In fact, the USDA says there are two types of landowners in Louisiana.

  1. Those who have hogs
  2. Those who will have hogs

It was about this time three years ago, in May of 2018, feral hogs were absolutely destroying the golf course at East Ridge Country Club in Southeast Shreveport.

That was just one example of the destruction these swine are capable of. In fact, according to an article from Mississippi Wildlife and Fisheries,

According to a USDA study, wild hogs can be blamed for $1.5 billion in damages every year in the United States. The feeding habits of wild hogs make them particularly destructive to crops, woodland habitats, levees, moist soil units, golf courses, and right of ways.

Did you grasp that? That's BILLION, with a B, $1.5 billion in damages every year. And it doesn't appear we're making any progress in lessening that at all.

In Louisiana alone, according to the Louisiana Department of Wildlife and Fisheries, over $75 million in yearly damages are attributed to these "rooter tooters."

According to the Louisiana State University AgCenter, feral hogs cause $76 million in agricultural damage in Louisiana annually.
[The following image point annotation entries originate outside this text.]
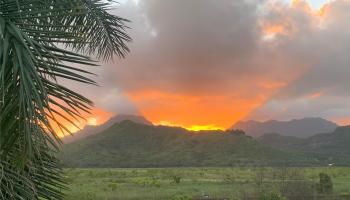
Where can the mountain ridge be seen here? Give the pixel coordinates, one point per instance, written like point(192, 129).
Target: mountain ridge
point(302, 128)
point(89, 130)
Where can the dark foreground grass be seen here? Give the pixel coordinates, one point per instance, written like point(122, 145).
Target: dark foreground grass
point(200, 183)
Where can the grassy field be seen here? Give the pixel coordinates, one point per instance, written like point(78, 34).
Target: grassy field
point(204, 183)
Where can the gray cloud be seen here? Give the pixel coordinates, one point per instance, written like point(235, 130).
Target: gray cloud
point(216, 48)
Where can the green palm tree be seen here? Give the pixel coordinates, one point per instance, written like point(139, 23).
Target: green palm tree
point(41, 43)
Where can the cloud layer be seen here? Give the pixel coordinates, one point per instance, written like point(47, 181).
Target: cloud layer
point(205, 62)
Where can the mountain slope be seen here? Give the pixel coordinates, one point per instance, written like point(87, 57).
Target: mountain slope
point(91, 130)
point(128, 144)
point(322, 148)
point(302, 128)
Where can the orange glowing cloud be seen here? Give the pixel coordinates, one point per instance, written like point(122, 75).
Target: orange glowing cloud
point(204, 112)
point(98, 116)
point(315, 95)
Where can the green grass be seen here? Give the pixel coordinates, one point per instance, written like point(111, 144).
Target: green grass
point(218, 183)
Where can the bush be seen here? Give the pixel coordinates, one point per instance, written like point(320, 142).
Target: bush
point(272, 196)
point(176, 179)
point(182, 197)
point(325, 186)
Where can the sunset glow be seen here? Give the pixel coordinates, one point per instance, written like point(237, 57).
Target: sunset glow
point(207, 75)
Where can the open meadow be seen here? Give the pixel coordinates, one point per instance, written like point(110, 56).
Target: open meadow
point(209, 183)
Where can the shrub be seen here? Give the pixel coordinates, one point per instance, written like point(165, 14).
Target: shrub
point(325, 186)
point(181, 197)
point(176, 179)
point(272, 196)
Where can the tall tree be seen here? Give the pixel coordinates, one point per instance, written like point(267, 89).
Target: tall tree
point(42, 42)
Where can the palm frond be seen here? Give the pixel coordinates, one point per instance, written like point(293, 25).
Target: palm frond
point(34, 38)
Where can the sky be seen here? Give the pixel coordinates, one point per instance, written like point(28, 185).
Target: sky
point(205, 64)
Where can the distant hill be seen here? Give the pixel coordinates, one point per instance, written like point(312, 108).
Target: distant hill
point(91, 130)
point(301, 128)
point(323, 148)
point(128, 144)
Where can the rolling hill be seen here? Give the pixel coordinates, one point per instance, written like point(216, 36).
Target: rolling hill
point(323, 148)
point(129, 144)
point(91, 130)
point(301, 128)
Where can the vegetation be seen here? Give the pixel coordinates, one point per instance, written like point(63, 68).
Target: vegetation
point(129, 144)
point(41, 41)
point(205, 183)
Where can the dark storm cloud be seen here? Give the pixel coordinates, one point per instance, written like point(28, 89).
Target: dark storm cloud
point(286, 60)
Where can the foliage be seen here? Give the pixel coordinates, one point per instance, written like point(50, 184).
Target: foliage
point(176, 179)
point(199, 181)
point(34, 38)
point(272, 196)
point(129, 144)
point(325, 185)
point(181, 197)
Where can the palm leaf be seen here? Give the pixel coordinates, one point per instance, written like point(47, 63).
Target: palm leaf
point(32, 34)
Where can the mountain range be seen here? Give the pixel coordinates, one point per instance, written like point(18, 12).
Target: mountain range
point(128, 143)
point(91, 130)
point(302, 128)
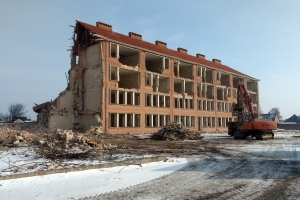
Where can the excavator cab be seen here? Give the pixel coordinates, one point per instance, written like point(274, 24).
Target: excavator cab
point(246, 123)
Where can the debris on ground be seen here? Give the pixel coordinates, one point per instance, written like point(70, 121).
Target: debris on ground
point(175, 131)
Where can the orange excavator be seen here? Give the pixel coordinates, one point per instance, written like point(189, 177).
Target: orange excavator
point(245, 123)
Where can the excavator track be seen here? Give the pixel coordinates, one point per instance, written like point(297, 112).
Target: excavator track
point(264, 135)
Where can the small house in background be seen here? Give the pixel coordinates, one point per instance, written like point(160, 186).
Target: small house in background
point(273, 117)
point(293, 118)
point(292, 123)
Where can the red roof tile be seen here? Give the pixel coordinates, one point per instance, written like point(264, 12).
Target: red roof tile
point(153, 47)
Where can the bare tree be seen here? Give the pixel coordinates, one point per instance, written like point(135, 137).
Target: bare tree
point(276, 111)
point(4, 117)
point(16, 110)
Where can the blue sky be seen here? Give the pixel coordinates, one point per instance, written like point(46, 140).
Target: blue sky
point(258, 38)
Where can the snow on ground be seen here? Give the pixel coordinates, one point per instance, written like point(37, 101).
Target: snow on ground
point(25, 160)
point(86, 183)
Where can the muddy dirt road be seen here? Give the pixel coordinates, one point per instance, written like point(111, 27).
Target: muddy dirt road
point(222, 168)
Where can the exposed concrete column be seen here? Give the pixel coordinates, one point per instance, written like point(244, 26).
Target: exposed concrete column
point(125, 120)
point(133, 120)
point(132, 97)
point(177, 67)
point(222, 94)
point(151, 79)
point(117, 120)
point(117, 96)
point(200, 68)
point(125, 97)
point(151, 120)
point(117, 52)
point(118, 74)
point(151, 100)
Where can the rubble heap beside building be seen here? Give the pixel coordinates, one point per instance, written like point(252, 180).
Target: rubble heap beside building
point(124, 84)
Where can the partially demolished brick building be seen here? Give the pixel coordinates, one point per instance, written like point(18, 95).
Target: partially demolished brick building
point(124, 84)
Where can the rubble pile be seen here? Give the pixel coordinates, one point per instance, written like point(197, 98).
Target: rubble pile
point(66, 144)
point(175, 131)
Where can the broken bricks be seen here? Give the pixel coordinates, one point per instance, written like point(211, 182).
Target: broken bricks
point(175, 131)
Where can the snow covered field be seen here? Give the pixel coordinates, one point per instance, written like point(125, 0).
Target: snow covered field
point(86, 183)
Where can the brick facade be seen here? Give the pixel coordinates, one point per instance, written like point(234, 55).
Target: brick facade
point(125, 84)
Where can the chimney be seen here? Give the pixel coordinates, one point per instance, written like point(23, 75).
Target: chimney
point(182, 50)
point(135, 35)
point(160, 43)
point(198, 55)
point(216, 61)
point(104, 26)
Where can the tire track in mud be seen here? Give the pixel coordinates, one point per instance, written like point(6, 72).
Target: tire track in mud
point(233, 173)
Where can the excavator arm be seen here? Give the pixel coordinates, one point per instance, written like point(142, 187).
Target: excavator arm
point(244, 95)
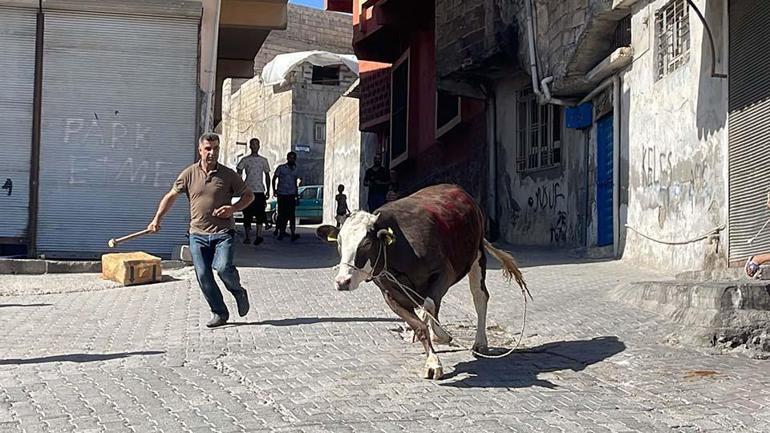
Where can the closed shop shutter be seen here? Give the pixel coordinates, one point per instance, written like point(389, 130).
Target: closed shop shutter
point(17, 80)
point(118, 125)
point(749, 130)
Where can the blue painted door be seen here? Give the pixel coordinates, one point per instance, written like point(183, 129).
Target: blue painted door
point(604, 181)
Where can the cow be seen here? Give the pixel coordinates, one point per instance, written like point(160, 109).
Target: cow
point(427, 242)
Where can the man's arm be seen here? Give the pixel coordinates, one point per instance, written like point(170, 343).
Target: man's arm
point(165, 205)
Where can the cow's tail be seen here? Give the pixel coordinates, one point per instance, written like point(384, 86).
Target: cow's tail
point(510, 268)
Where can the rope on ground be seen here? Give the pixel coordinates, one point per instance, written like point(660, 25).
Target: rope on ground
point(713, 231)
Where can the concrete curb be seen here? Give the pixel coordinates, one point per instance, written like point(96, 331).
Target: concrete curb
point(40, 267)
point(712, 313)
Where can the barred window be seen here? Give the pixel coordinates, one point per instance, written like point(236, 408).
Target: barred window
point(672, 35)
point(539, 134)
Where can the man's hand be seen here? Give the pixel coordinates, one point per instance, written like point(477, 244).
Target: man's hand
point(154, 226)
point(224, 212)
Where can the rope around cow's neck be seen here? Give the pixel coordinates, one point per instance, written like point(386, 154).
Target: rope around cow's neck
point(408, 291)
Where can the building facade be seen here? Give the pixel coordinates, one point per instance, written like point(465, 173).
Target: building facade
point(427, 135)
point(286, 117)
point(629, 128)
point(102, 104)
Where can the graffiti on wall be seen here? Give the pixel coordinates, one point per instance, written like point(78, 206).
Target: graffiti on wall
point(107, 166)
point(670, 185)
point(546, 197)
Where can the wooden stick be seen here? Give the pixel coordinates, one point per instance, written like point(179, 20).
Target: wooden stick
point(114, 242)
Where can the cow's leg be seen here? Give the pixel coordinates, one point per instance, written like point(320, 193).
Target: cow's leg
point(433, 368)
point(437, 334)
point(477, 277)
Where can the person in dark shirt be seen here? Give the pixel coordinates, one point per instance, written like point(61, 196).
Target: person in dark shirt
point(342, 206)
point(377, 179)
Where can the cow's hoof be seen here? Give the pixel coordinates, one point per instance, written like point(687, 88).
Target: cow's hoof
point(441, 339)
point(480, 348)
point(434, 373)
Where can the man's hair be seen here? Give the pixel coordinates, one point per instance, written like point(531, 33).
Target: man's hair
point(208, 136)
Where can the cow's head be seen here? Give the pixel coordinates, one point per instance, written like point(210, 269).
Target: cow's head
point(359, 244)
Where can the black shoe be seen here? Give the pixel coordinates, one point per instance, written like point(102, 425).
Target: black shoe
point(243, 303)
point(216, 320)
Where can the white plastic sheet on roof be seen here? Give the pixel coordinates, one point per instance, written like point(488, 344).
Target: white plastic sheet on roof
point(275, 72)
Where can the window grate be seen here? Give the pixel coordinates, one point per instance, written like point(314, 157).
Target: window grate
point(672, 30)
point(539, 134)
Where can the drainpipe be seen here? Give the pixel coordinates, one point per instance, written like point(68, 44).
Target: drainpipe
point(37, 110)
point(544, 95)
point(616, 165)
point(615, 82)
point(492, 178)
point(209, 111)
point(532, 57)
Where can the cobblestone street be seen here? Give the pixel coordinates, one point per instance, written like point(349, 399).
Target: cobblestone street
point(80, 354)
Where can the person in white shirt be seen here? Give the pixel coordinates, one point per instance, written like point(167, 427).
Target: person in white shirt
point(258, 179)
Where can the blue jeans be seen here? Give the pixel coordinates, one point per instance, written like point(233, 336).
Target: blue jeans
point(215, 252)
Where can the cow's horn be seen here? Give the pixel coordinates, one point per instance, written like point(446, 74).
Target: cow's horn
point(387, 235)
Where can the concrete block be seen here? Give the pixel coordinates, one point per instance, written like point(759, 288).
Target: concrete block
point(711, 313)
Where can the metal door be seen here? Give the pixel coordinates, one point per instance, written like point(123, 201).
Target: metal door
point(604, 178)
point(118, 125)
point(17, 81)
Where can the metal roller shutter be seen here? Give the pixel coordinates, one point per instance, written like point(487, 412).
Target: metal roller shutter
point(17, 81)
point(749, 132)
point(118, 125)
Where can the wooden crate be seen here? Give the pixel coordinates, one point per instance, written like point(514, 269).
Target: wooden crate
point(131, 268)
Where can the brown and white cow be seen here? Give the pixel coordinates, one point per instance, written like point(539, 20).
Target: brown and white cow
point(428, 241)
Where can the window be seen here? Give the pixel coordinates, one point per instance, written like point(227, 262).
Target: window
point(447, 112)
point(326, 75)
point(672, 36)
point(539, 133)
point(319, 132)
point(399, 110)
point(622, 36)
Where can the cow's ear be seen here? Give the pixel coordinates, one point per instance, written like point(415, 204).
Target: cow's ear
point(327, 233)
point(387, 235)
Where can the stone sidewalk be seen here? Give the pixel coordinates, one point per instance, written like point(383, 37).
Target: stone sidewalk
point(79, 354)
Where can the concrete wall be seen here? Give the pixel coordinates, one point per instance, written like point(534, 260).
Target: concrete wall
point(310, 103)
point(282, 117)
point(544, 207)
point(675, 134)
point(348, 153)
point(252, 111)
point(307, 29)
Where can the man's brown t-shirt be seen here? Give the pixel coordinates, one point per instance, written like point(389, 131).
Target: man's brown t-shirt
point(207, 192)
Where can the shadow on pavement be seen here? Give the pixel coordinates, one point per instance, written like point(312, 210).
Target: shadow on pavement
point(308, 252)
point(312, 321)
point(25, 305)
point(521, 368)
point(77, 357)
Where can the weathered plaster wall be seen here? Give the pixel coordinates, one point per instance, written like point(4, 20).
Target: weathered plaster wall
point(310, 104)
point(545, 207)
point(677, 143)
point(252, 111)
point(348, 153)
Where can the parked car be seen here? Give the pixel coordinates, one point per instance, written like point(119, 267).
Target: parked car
point(310, 205)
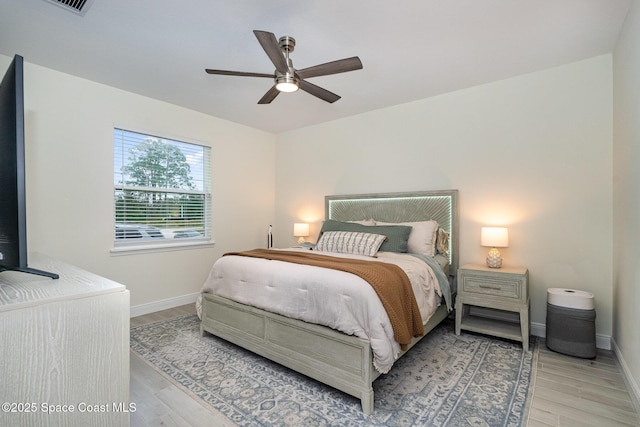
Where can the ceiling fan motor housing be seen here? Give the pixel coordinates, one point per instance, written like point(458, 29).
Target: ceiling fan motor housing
point(287, 43)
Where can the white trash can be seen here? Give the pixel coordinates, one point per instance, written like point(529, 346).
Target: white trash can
point(571, 325)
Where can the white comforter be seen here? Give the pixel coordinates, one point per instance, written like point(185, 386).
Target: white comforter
point(332, 298)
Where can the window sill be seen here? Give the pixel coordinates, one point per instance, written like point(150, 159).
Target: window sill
point(160, 247)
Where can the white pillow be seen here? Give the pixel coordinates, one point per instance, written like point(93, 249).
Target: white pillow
point(422, 239)
point(350, 242)
point(364, 222)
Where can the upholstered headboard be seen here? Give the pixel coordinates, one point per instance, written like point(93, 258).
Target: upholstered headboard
point(441, 206)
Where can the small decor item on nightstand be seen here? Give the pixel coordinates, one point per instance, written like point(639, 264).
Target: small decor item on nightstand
point(494, 237)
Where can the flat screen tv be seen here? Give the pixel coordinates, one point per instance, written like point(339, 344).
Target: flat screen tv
point(13, 215)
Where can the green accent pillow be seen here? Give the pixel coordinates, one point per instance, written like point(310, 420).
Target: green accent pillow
point(397, 235)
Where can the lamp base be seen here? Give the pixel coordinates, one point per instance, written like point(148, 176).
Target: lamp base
point(494, 259)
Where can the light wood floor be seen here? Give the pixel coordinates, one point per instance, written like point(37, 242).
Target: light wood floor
point(568, 391)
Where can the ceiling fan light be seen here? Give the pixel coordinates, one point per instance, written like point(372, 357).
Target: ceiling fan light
point(286, 83)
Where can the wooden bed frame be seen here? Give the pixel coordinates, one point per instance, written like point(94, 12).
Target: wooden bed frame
point(342, 361)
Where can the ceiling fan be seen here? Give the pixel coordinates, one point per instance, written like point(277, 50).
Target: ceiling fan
point(287, 78)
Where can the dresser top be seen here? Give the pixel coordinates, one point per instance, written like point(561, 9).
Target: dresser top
point(19, 290)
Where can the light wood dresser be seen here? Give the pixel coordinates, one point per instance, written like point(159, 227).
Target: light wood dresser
point(64, 348)
point(494, 301)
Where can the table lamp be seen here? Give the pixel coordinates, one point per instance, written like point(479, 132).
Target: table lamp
point(494, 237)
point(300, 230)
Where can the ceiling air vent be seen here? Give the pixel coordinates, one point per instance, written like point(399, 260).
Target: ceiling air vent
point(79, 7)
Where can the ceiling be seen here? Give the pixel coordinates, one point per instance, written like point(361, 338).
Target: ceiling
point(414, 50)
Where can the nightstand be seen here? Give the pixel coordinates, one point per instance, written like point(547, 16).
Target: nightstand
point(494, 301)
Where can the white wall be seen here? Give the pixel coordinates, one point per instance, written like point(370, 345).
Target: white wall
point(69, 137)
point(533, 153)
point(626, 206)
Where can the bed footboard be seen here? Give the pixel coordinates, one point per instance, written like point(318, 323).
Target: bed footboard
point(341, 361)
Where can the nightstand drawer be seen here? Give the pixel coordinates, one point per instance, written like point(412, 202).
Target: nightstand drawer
point(493, 286)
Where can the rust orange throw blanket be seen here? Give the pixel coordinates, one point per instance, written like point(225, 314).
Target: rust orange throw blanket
point(388, 280)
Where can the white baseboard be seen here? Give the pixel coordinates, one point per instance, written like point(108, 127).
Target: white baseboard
point(632, 385)
point(164, 304)
point(602, 341)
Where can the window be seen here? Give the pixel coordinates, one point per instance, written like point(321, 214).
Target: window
point(162, 190)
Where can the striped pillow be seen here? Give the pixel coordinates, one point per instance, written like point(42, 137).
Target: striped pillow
point(349, 242)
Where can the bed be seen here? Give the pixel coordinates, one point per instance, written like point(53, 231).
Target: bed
point(344, 361)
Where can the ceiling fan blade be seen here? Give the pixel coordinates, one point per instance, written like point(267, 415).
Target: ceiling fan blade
point(238, 73)
point(333, 67)
point(269, 96)
point(321, 93)
point(271, 47)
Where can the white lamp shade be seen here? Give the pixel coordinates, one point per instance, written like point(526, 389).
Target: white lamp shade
point(494, 237)
point(300, 229)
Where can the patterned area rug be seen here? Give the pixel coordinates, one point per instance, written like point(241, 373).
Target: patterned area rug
point(445, 380)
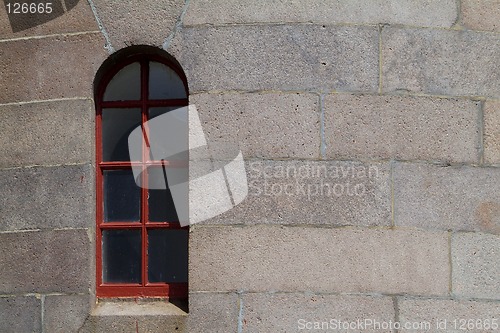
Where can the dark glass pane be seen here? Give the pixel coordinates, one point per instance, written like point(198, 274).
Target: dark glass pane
point(160, 201)
point(121, 256)
point(125, 85)
point(167, 255)
point(122, 196)
point(116, 127)
point(164, 83)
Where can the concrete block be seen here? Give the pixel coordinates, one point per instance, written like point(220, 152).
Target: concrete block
point(47, 197)
point(440, 62)
point(476, 272)
point(65, 314)
point(431, 13)
point(443, 315)
point(20, 314)
point(441, 197)
point(279, 57)
point(46, 133)
point(213, 313)
point(45, 261)
point(51, 67)
point(313, 192)
point(278, 258)
point(481, 14)
point(492, 132)
point(139, 22)
point(76, 19)
point(309, 312)
point(404, 128)
point(269, 125)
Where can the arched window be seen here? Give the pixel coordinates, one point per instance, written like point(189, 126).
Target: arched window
point(141, 247)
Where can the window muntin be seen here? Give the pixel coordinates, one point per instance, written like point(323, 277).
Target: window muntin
point(141, 248)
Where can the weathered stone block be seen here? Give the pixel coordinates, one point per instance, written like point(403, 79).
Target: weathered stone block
point(447, 197)
point(20, 314)
point(45, 261)
point(309, 312)
point(279, 57)
point(277, 258)
point(405, 128)
point(431, 13)
point(492, 132)
point(51, 67)
point(481, 14)
point(270, 125)
point(47, 197)
point(440, 62)
point(476, 272)
point(46, 133)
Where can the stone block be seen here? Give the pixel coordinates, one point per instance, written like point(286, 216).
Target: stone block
point(47, 197)
point(46, 133)
point(447, 197)
point(440, 62)
point(404, 128)
point(476, 273)
point(278, 258)
point(45, 261)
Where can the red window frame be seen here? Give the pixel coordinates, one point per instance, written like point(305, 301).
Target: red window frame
point(145, 289)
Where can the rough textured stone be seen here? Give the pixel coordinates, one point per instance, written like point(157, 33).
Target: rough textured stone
point(44, 261)
point(481, 14)
point(433, 13)
point(444, 313)
point(264, 124)
point(130, 22)
point(47, 197)
point(441, 197)
point(441, 62)
point(292, 312)
point(46, 133)
point(277, 258)
point(65, 314)
point(213, 313)
point(312, 192)
point(476, 272)
point(405, 128)
point(49, 68)
point(492, 132)
point(78, 19)
point(279, 57)
point(20, 314)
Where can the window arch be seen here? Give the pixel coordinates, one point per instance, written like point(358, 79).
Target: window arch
point(141, 249)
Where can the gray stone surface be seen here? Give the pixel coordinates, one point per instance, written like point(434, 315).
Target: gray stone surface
point(492, 132)
point(404, 128)
point(20, 314)
point(269, 125)
point(65, 314)
point(433, 13)
point(447, 314)
point(279, 57)
point(47, 197)
point(297, 312)
point(51, 67)
point(441, 62)
point(481, 14)
point(130, 22)
point(46, 133)
point(278, 258)
point(45, 261)
point(213, 313)
point(441, 197)
point(476, 272)
point(313, 192)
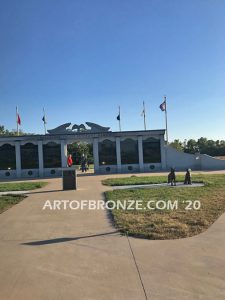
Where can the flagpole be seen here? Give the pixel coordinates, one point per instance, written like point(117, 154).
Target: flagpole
point(166, 121)
point(119, 120)
point(44, 120)
point(144, 115)
point(17, 125)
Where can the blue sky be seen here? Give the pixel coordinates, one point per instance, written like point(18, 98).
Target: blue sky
point(80, 59)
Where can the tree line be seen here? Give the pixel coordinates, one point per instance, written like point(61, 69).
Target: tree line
point(202, 145)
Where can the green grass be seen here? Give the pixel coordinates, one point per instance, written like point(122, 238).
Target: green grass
point(9, 200)
point(168, 224)
point(21, 186)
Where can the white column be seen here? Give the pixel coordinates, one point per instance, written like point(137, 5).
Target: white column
point(95, 154)
point(18, 160)
point(118, 154)
point(63, 154)
point(140, 154)
point(40, 159)
point(163, 152)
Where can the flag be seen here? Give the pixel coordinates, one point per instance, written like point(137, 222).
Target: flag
point(18, 119)
point(163, 106)
point(44, 120)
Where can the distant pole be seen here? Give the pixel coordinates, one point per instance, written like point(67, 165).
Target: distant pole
point(44, 120)
point(119, 119)
point(144, 115)
point(17, 123)
point(167, 139)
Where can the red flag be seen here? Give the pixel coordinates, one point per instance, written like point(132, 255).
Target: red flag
point(18, 119)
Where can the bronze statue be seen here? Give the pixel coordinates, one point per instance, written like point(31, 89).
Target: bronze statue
point(172, 177)
point(187, 179)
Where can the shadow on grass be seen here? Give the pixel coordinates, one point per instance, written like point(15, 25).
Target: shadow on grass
point(66, 239)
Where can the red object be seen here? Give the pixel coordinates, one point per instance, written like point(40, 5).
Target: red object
point(69, 161)
point(18, 119)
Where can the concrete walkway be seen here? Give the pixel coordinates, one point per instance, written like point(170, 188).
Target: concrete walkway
point(77, 254)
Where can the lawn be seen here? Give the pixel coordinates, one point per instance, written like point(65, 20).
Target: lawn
point(21, 186)
point(168, 223)
point(7, 201)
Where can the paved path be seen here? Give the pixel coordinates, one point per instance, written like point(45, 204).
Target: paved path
point(76, 254)
point(156, 185)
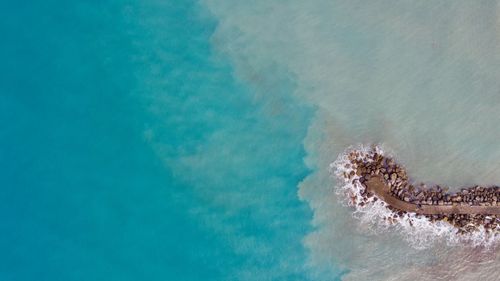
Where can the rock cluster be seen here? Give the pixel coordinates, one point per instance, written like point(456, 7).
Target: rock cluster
point(396, 178)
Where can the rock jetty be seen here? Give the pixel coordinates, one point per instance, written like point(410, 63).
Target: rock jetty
point(382, 178)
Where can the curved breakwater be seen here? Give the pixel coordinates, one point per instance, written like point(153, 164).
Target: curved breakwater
point(383, 194)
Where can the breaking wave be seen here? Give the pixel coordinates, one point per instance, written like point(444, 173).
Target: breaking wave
point(419, 231)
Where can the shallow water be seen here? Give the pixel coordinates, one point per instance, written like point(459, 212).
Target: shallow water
point(420, 79)
point(153, 140)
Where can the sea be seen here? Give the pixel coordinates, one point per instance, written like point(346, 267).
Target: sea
point(195, 139)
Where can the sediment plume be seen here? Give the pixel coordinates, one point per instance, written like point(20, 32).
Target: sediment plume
point(371, 181)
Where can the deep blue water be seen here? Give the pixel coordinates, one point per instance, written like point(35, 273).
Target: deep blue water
point(130, 152)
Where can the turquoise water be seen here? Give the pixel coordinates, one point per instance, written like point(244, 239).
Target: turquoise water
point(192, 140)
point(131, 152)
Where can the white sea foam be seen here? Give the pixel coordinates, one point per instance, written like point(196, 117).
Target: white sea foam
point(418, 230)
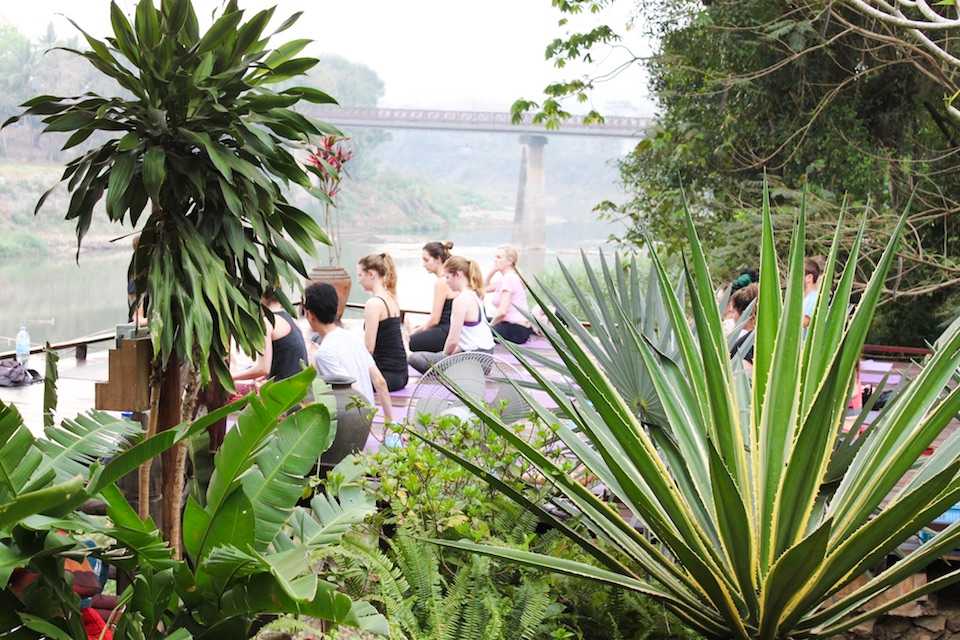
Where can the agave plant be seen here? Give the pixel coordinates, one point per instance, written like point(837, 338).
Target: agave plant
point(617, 290)
point(747, 544)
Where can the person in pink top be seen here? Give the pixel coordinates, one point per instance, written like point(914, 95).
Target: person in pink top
point(510, 297)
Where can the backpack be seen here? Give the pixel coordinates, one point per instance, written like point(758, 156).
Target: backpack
point(14, 374)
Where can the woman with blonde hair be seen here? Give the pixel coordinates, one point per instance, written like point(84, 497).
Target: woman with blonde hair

The LDWF goes on to explain that feral hogs further complicate things in the Bayou State:

  • Impact wildlife by direct competition for hard mast resources (fruit of forest trees and shrubs, such as acorns and other nuts) and by preying on reptiles, amphibians, ground-nesting bird eggs, and mammals including deer fawns.
  • Uproot both planted and naturally regenerated coniferous and hardwood seedlings, and their heavy consumption of hard mast significantly reduces natural forest regeneration.
  • Increase erosion and shed coliform bacteria into waterways.
  • Heavily impact agriculture, uprooting planted seeds, destroying mature crops and uprooting hayfields making hay cutting difficult to impossible.

In an article by agupdate.com, Missouri is seeing some reduction in the feral hog population, but they've had to be extremely proactive to make this happen:

In Missouri, the feral hog partnership includes 13 federal and state agencies with a strategic elimination plan. Trapping is the top way to remove the hogs since it allows the USDA and Department of Conservation to capture an entire group of hogs, known as a sounder, at once. They also use firearms, along with helicopters and drones to help locate groups of feral hogs.

The creation of this "Feral Hog Partnership" has been a winner of an idea and has actually affected a 4.1 million acre reduction in the hogs’ range in Missouri in the period from 2016 to 2020.

While I researched hard I wasn't able to find any such organization for Louisiana. Though LDWF has changed a lot of hunting regulations to aid in hog reduction, it appears as though most of their eradication will come at the hands of private citizens, so maybe it's time we created our own "Feral Hog Partnership?"

As with the invasive Salvinia that's brought on extensive problems in Louisiana, this problem will not fix itself.